Sunday, January 20, 2013

Dine Downtown Week: Dinner at Mulvaney's

I'm slowly working my way towards all of the Sacramento restaurants that have received the Slow Food "Snail of Approval". Last week, I noticed that one of the restaurants I've wanted to try for years, Mulvaney's B&L, had a great-sounding prix fixe menu posted for Dine Downtown week. Three courses for $30 sounded like an opportunity I couldn't pass up.
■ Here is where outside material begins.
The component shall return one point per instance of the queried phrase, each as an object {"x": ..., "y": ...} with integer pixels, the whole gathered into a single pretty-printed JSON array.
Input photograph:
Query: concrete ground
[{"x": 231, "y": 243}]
Chef Patrick Mulvaney is heavily involved in the Slow Food scene and is famous for turning whatever comes through the door from local farms that day into dinner that night. Because of the nature of his farm-to-table practices, diners normally don't find out what they will be eating that night until they are handed a dinner menu (although for this week, the same prix fixe menu was offered every night).
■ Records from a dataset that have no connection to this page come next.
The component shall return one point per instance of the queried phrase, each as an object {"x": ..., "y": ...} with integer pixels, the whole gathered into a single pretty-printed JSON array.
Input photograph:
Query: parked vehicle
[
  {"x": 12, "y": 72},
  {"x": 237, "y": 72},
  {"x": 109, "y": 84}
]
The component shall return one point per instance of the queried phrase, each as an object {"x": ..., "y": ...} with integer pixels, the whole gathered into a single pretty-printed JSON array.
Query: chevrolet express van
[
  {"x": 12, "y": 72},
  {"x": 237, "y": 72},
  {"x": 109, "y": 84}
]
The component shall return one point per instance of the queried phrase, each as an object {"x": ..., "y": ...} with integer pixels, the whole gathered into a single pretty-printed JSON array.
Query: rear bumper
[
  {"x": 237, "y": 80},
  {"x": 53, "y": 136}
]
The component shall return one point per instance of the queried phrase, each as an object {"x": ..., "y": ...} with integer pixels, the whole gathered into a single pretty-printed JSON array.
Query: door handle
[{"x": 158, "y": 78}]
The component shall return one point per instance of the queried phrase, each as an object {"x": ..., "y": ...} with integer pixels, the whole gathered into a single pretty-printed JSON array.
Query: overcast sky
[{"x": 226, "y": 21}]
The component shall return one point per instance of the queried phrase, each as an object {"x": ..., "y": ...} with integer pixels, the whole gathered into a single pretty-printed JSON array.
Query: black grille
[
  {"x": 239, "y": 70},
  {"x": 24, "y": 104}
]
The restaurant is housed in a historic firehouse downtown, and the signage is so subtle I could have walked right by it if I wasn't paying attention.


Sometimes the little things make a big difference as far as dining ambiance go. You know it's a nice restaurant when the water and salt/pepper look like this:

The bread and butter sure were pretty to look at. I believe this is pink Himalayan salt sprinkled over butter with a crusty bread on the side.

The amuse bouche was a lamb and pork sausage topped with a spicy sofrito. These flavors were so good, I rather wished to take a whole sausage and the sofrito topping on a nice roll and call it lunch one day.
My salad was an ever-so-slightly bitter frisee salad dressed in a nice vinaigrette, served along side a Wood Ear Mushroom Scaccia. This is a warm Italian tomato and cheese pie, although here it seemed more like a roll with the mushroom in the center. The sauce had a surprising kick to it and I loved the combination of slightly bitter greens with spicy and savory scaccia.


This was NOT my dish - it was my husband's. He opted for a 28-day aged ribeye steak topped with bacon butter (yes, bacon and butter, together) and served with broccoli raabe and carrots. He said it topped the steak at Ruth's Chris and that this will be his new standard for steaks. Clearly, he was a big fan.

Here was my entree - fettuccine with arugula rapini,  fennel sausage, roasted Hatch chile, and Pecorino Romano. The homemade noodles, silky and cooked perfectly, were dressed in a light cream sauce, and all of the flavors of this dish came together beautifully. It was one gorgeous winter pasta dish.

My meal included dessert, a Mexican chocolate bread pudding topped with salted caramel sauce. I can honestly say that I came close to licking every plate clean this evening, this one included.

As we finished our meal, the bill came in a vintage book that we were invited to sign. The comments left by other diners were charming remnants of pleasant dinner conversation, good company, and excellent meals. Ours: "Thanks for a memorable meal, Mulvaney's! Can't wait to come back."